0.7 – Performance and cost Goals
- Batch/stream K8s data gathering.
- Cost-aware LLM usage (compression, tiered models, token accounting).
- Benchmarks for common scenarios. DoD
- Benchmarks documented; CI job reports trends.
0.8 – Extensibility and plugin system Goals
- Plugin interface for data sources, responders, and tools.
- Example community plugins to serve as templates. DoD
- Plugins can be registered via config and discovered dynamically.
0.9 – Security and compliance Goals
- Secrets management best practices; never log secrets.
- K8s RBAC least privilege examples.
- Supply chain hardening (pinned deps, SBOM, image scanning).
- Multi-tenant isolation considerations. DoD
- Security checks run in CI; base images and deps pinned.
1.0 – GA readiness Goals
- Stable APIs and documented migration path.
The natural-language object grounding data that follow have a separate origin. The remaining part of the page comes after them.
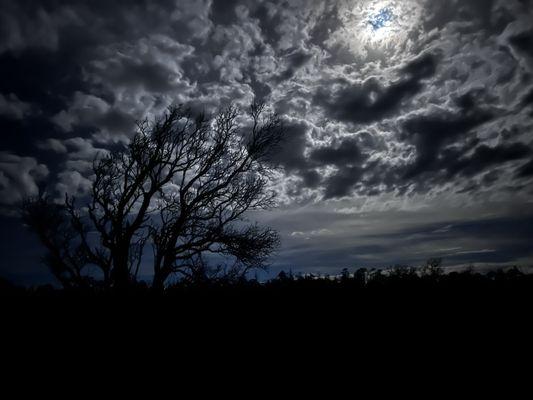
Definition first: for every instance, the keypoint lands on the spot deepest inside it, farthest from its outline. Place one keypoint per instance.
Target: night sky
(409, 124)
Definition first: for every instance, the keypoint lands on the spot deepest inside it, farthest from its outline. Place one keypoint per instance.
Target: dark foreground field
(361, 313)
(394, 289)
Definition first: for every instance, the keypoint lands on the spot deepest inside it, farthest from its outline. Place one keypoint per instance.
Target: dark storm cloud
(449, 105)
(523, 42)
(370, 101)
(431, 132)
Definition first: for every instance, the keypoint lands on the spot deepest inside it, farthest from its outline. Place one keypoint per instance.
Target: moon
(383, 25)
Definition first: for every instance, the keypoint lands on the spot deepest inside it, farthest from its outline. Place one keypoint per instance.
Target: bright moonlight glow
(382, 19)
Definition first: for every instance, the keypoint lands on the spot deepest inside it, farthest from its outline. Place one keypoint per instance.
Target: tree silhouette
(183, 186)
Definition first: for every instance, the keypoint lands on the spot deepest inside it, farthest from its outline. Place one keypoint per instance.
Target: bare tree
(183, 185)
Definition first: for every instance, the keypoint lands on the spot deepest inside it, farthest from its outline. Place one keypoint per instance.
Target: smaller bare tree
(183, 185)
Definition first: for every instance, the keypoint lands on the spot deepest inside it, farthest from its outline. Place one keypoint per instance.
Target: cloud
(369, 100)
(12, 107)
(19, 177)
- Backward-compatible config; deprecation policy.
- Documentation and examples polished; reference architectures. DoD
- Semantic versioning in place; release notes and upgrade guides.
Quality gates
- CI: lint, type-check, tests, security scans on PRs; build/publish images on tags.
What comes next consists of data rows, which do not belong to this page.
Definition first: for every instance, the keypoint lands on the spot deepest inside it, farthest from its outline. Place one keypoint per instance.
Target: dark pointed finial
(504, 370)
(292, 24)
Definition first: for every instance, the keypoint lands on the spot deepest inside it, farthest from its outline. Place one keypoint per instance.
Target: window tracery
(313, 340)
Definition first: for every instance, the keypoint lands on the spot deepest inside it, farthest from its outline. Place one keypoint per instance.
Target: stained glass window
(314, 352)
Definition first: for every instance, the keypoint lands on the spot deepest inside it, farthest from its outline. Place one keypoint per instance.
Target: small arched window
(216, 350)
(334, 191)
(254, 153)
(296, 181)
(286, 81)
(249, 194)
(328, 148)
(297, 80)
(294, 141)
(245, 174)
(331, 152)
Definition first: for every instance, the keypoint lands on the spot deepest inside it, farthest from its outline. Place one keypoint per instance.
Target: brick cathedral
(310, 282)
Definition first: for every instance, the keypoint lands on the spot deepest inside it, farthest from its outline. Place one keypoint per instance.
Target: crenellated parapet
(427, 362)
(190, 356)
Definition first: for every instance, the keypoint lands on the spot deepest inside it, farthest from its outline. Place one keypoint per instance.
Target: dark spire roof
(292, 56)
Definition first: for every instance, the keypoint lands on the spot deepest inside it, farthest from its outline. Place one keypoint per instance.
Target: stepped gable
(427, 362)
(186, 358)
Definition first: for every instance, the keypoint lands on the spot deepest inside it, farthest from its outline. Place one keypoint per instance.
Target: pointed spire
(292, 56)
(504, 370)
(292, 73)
- Test coverage report and status comment on PRs.
- Pre-commit hooks for formatting and static analysis.
- Nightly e2e against a kind cluster using example alerts.
Governance
- Code of Conduct and Maintainers guide (WIP).
- Triage rotations and SLA for issues/PRs.
- Roadmap tracked via milestones; changes proposed via RFC + issues.
How to propose roadmap changes
- Open an issue labeled roadmap with a concise problem statement, motivation, and acceptance criteria.
- For cross-cutting or security-impacting changes, start with an RFC and ping maintainers for async review.